Mas estavam animados de um triplo objectivo:
1º A tentativa de absolver a política de direita de sucessivos governos e em particular as suas políticas económicas pelo estado em que o país se encontra.
2º Procurar garantir no actual momento de crise e de dificuldades que a factura continue a sobrecarregar os trabalhadores, os reformados, os pequenos e médios empresários, amassando o lucro ao lucro para o capital financeiro e especulativo.
3º Assegurar mais à frente e ao abrigo de sobressaltos eleitorais, a continuidade das políticas de direita e enraizamento da ideologia neo-liberal na configuração de um modelo sócio-económico para o País à revelia da Constituição da República. Inquieta é saber que alguns dirigentes do PS possam considerar um acontecimento interessante e cheio de modernidade que propõe a liberalização selvagem dos despedimentos, o agravamento do Código do Trabalho, o garrote por mais 3 anos nos salários da Administração Pública, maior redução da despesa pública, diminuição dos serviços de justiça pela subida dos custos judiciais, o agravamento do princípio de que quem quer saúde e educação paga! Juntando as reclamações privatizadoras e descontando a conversa fiada e adjectivada, tais exigências e reivindicações têm barbas!
Com empresários e gestores destes não admira, senhor Presidente e senhores Deputados, o estado das condições de vida e de trabalho e o grau de efectivação dos direitos dos trabalhadores, os atrasos da produtividade e da competitividade nas empresas.
Mas o conclave do beato teve um quarto objectivo. Dar campo de manobra ao Governo para prosseguir a sua ofensiva legislativa e permitir alguma recuperação da imagem do Ministro do Trabalho que se esforçou em tudo o era televisão, rádio ou jornal, para vender a ideia salomónica de que corta a meio. É claro, lá vai afirmando que a culpa é da Constituição!
A realidade é bem diferente! O Governo já fez agendar para 4 de Março, aqui na Assembleia da República, a discussão e votação na generalidade do segundo pilar do Código do Trabalho que traz no bojo mais mutilações aos direitos dos trabalhadores particularmente no plano dos direitos colectivos, já anuncia cortes no subsídio de desemprego na linha do que vai fazer a partir de Abril com o subsídio de baixa por doença. Na Administração Pública inicia-se o emprateleiramento de trabalhadores classificados como supranumerários, no sector privado assiste-se ao bloqueamento da contratação colectiva visando mais à frente a sua caducidade, começa a sentir-se agora com mais dureza o aumento do custo de vida e a perda do poder de compra dos salários, prosseguem os despedimentos, as deslocalizações e as falências, com o desemprego a aumentar.

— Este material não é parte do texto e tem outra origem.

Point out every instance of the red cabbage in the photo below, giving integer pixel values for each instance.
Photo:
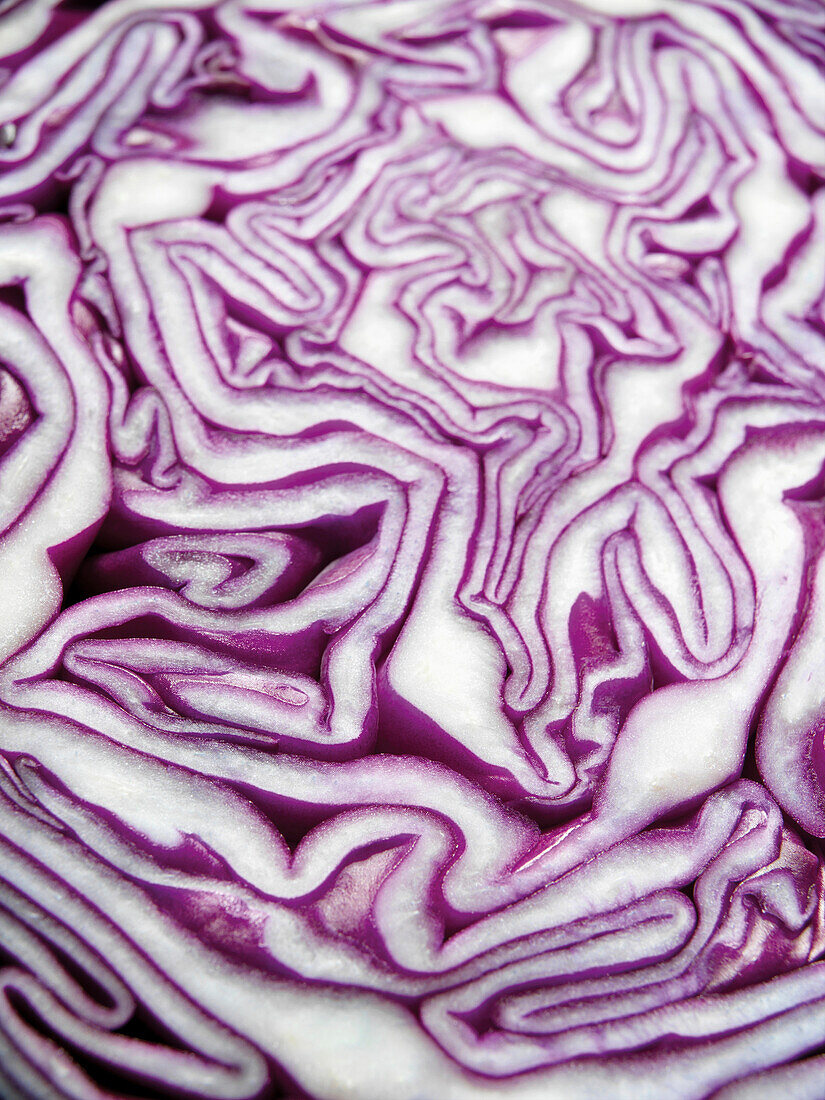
(411, 549)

Os que no Governo, e não só, propõem pactos, consensos e diálogo estéril, esperavam o quê, senhores Deputados da direita, senhores membros do Governo?
Que os trabalhadores não reagissem e não lutassem pelos seus direitos? Nós sabemos que são muitos os trabalhadores pressionados por muitas inseguranças e incertezas que, por exemplo, nas empresas deslocalizadas julgaram que se não se sindicalizassem, se não reivindicassem, se não lutassem, a empresa não encerrava e os seus direitos estavam assegurados. Às vezes descobrem tarde demais!
Mas mais são aqueles que ganham consciência desta ofensiva, dos efeitos que provoca, das responsabilidades do Governo PSD/CDS-PP e das suas opções políticas e de classe, com a convicção de que se lutarem nem sempre vencerão mas que se não lutarem perderão sempre.
Que é urgente não a mesma política com outra forma e outros rostos. Que é preciso e é urgente uma outra política e um outro Governo num rumo de progresso e desenvolvimento.